The Skins of Things

A Screening of Films by Hanna Rose Shell
13 June 2017, 8 PM at Cinema Ponrepo

Hanna Rose Shell, a filmmaker and historian of science and technology, will be taking part in a number of events during her upcoming residency in Prague, including a 13 June screening of her experimental and documentary films at the Bio Ponrepo.
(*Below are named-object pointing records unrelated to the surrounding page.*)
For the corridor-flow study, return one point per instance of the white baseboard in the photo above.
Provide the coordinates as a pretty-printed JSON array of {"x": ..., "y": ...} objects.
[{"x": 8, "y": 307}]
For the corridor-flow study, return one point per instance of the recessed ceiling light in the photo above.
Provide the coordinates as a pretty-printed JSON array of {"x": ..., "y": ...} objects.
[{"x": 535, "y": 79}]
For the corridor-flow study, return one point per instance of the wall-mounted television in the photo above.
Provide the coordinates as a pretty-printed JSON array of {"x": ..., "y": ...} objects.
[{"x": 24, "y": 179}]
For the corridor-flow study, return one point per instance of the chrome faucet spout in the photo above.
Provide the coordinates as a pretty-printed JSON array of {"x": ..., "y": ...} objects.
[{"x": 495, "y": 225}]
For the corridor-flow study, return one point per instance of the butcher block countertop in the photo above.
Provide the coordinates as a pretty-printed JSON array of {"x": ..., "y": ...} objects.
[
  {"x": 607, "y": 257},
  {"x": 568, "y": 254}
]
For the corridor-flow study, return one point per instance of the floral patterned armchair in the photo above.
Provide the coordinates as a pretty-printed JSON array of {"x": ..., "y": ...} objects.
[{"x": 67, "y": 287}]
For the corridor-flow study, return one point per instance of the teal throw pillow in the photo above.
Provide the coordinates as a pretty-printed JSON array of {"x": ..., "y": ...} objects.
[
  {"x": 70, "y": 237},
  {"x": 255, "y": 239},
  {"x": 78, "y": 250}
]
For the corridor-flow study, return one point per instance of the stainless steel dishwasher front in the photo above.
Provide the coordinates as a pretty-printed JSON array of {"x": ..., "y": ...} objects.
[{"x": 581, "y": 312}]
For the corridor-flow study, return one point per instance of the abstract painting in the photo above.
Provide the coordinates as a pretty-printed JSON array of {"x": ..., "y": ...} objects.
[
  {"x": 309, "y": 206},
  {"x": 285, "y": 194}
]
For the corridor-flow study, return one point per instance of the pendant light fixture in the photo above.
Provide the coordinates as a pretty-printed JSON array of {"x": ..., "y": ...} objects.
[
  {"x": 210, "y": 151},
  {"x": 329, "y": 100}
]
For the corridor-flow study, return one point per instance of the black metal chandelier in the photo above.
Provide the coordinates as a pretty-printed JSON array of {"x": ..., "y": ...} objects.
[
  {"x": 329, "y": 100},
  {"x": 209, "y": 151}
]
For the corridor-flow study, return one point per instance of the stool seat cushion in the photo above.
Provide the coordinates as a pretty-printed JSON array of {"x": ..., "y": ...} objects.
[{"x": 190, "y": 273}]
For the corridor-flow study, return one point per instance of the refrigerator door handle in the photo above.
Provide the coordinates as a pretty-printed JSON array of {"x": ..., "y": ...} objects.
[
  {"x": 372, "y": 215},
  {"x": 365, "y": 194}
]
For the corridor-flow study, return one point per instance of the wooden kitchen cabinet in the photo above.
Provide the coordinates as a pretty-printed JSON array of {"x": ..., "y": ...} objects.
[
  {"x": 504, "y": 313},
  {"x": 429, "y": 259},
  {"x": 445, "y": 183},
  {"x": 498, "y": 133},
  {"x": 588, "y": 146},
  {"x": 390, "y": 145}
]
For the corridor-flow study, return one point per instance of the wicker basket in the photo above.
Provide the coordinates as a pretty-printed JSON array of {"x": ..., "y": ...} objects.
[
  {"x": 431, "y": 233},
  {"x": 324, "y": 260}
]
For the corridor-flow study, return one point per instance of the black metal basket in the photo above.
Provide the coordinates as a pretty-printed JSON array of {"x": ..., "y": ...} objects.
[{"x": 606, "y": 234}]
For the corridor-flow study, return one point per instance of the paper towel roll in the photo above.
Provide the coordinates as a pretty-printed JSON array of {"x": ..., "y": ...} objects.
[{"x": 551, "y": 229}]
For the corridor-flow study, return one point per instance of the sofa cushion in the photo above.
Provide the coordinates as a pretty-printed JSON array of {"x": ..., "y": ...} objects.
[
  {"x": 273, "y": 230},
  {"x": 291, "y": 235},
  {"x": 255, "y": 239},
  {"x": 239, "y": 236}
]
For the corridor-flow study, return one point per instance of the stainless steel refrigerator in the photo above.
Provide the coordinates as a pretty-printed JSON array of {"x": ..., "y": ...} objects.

The film work of Hanna Rose Shell deals with topics such as the clothing industry, recycling, and camouflage. These works also explore more general subjects like locomotion and the relationship between the past and the present, as well as  the issue of analog versus digital media. The artist's digital works and installations examine the interwoven themes of media, technology, history and aesthetics. As a historian of science and technology, Shell has made use of a specific interdisciplinary approach and essay-like style.
Hanna Rose Shell will preface her film screening at the Bio Ponrepo with a spoken introduction. The artist will also deliver a thematic lecture at FAMU, and she will also participate in the exhibition Fibers, Clews, Fabrics: Thoughts are Thin Strands at the Vysočina Regional Gallery in Jihlava in June.
Shell is an Associate Professor of Science, Technology and Society at MIT (Massachusetts Institute of Technology, USA).

Screening Program
Locomotion in Water (2015, 15 minutes). An experimental documentary about seeing movement, doing science and filming fish in Naples, Italy. Moving between past and present, text and image, travelogue and reverie — Locomotion in Water interweaves the reflections of a 19th-century chronophotographer with the animating impulses of a modern-day filmmaker. Shell was inspired by the work of french inventor and physiologist Etienne-Jules Marey.  His studies in locomotion arose from his experiments with primitive movie cameras and his research into how to capture and display moving images, contributed to the emerging field of cinematography. Marey created a special aquarium at his villa in Naples, where he portrayed the movements of sea creatures through the use of a modified photographic apparatus.
Secondhand (Pepe) (2007, 30 minutes). A documentary about used clothing taking the form of a historical memoir of a Jewish immigrant rag collector intertwined with the present-day story of “pepe,” the secondhand clothing that flows from North America to Haiti. Secondhand (Pepe) animates the materiality of recycled clothes — their secret afterlives and the unspoken connections among people in an era of globalization.
Blind (2012, 5 minutes). Blind is a film about the phenomenology of camouflage. The film at once documents, and is itself an experiment in, hide-and-seek, investigating how to be seen, as well as how not to be seen, both in nature and on film. At its core is the drive — sometimes life-or-death, sometimes tongue-in-cheek — to hide in plain sight.
Shoddy Aliens (2016, 15 minutes). What is a shoddy weed anyway?